I only like that version because it underlines how ultimately neither the frog nor the scorpion win in this game. 🙂
September 29, 2012 at 5:49 am #5831ProfessorlocknloadParticipantSkip,Re; Scorpion, I’ll go with that. Point is, consent absolute power to any entity, and it will sting you. Mid stream, or if it has any sense, after it gets what it wants from you. Seems the scorpion presently on our backs is just trying to get to the other side, at our expense. They believe once the loot is securely in their vaults, we are at their mercy, as they trickle it out to us again What they haven’t figured out is, over the long run, they need us. As Ilargi noted, we have passed peak credit, ie; peak financialization. When the dust settles, the unemployment rate is going to rise on Wall Street, for a change.

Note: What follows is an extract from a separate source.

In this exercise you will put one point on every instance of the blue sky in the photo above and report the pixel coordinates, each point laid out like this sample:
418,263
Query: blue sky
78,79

Ever see a banker on the end of a shovel? Not a pretty sight! Can you imagine one attempting to unclog his sewer line? Changing the oil in the Beamer? Patching a leaky roof on the McMansion?
October 2, 2012 at 12:17 am #5833ProfessorlocknloadParticipantThis is the perceived “One Way Out For Europe” and all other indebted nations. Food for thought for anyone “banking” on deflation. IMHO, this piece of MSM conveyed Central Bank information is universal across all indebted borders.
https://finance.yahoo.com/news/bernanke-says-fed-keep-rates-163016026.html
Also, I edited the incomplete sentence in my previous question to Ilargi re; ‘Is it wise’ [to take up arms.]